When I blogged about how being childless sucks Wednesday, I received several words of encouragement which I did appreciate. But, I guess what I failed to get across in that post, is that it was just a moment. . . They come, they go. Sure, being childless hasn’t stopped sucking. But, it’s not the only thing in my life.
I honestly didn’t share about that moment when I searched google for those that know me, but rather because I know that there may be others I don’t know who feel the same way and are looking for something to perhaps validate their feelings or just someone who understands. (OK, that’s a really bad run on sentence whith far to many “thats” in the beginning, but you know, it’s a blog not a term paper)
You see just because being childless sucks, it doesn’t mean that life does. All-in-all, I’ve got a great life. A house over my head, a loving husband who truly spoils me, time to be creative, a job, etc. (Since I just made a long list New Year’s Eve, I spare you the long version ’cause I have a feeling this post is going to be long enough.)
(OK, in proofreading this, this next part is going to seem really off topic and a rambling tangent, I promise I’ll be bringing it back around.)
Last weekend as Cody and I were celebrating our 11th wedding anniversary, we discussed a new class that I want to take. This morning as I thought about that class, I realized that my hobbies all seem to piggy back on themselves. Last year, I spent a lot of time learning more about photography and taking pictures. This year, I’ve gotten back into scrapbooking. This new class is about organizing pictures with a scrapbooking purpose (well, that’s just the surface.) One of the assignments before the class starts is to go through your digital pics and printed pics and put them in chronological order. I’m in luck since my digi pics are all in folders my month and year and named by the date and a sequence that keeps the approximately 16,000 pictures in order. . . not to mention digi pics can be sorted by date/time taken. But, our printed pics, that’s another story. The class talks about not trying to do all your pictures but a portion so that you can learn the process and then repeat with the rest later. So, I decided to just tackle the years from when Cody and I met until we went digital- Fall Semester 1994-Deer Season 2003. (Another tangent. . . Deer Season, you may be wondering, why I associated that. . . Because I got my first digi camera on the way to the Campwood and I remember taking tons of shots along the 8 hour drive there. Looking back now, I realize it was purchase and trip that would change my life.)
So this week, Cody and I have been sorting those printed pictures. We really don’t have that many. They filled two plastic shoeboxes longwise (aka short side so that the pano shots would fit). It was so much fun to remember those days. We really enjoyed looking back. We were both amazed at how young we look. . . even though we don’t feel that much older today. In many ways, despite the things we’ve gone through, we’re still like newlyweds or perhaps even those kids in college. We’re still like those two lovebirds in those pictures- two lovebirds who got married and watched as their friends got married, two lovebirds who used to eat on the floor in Etoile, two lovebirds who have watched their nephew grow-up, two lovebirds that have seen great vacations, two lovebirds that met in college, moved to Corpus Christi, and came back to that college town. We’ve been blessed. I’ve been blessed.

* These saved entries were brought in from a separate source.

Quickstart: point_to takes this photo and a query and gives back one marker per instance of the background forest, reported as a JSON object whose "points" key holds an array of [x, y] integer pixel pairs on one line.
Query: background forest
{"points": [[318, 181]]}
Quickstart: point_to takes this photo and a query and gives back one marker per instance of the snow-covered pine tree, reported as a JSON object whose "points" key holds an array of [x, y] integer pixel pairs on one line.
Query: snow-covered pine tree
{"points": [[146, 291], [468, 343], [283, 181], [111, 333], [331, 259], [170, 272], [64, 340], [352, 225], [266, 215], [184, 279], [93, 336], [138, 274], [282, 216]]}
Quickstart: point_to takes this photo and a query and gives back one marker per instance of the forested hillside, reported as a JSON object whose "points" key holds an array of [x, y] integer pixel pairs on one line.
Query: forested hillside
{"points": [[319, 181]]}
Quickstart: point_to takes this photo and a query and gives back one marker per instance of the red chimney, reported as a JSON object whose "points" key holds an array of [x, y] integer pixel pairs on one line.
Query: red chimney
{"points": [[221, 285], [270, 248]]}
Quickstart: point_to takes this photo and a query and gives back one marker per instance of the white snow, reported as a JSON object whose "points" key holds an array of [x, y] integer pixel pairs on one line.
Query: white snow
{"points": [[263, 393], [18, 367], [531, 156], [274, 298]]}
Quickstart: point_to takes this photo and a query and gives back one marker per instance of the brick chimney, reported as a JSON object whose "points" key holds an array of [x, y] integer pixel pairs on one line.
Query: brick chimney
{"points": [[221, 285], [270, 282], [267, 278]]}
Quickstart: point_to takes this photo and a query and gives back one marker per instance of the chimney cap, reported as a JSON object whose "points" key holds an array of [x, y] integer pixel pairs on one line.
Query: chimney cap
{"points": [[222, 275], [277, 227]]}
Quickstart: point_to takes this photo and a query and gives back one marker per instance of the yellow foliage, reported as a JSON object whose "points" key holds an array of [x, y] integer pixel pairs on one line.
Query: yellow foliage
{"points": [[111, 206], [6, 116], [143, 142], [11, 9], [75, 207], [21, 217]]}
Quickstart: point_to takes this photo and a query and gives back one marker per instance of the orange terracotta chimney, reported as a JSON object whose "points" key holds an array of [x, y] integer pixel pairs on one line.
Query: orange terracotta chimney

And, I realize just how blessed to live in the digital age! We narrowed that lot of pics down to just a little over one box. Purging a lot of awful and failed shots, I realized how much I benefit from being able to instantly see my pictures. Going through the so-so pics, I realized how much easier it is to take advantage of learning photography in a digital world. Looking at how few pictures there were compared to fewer years of digital, I realized just how glad I am that I don’t have to pay for film and processing.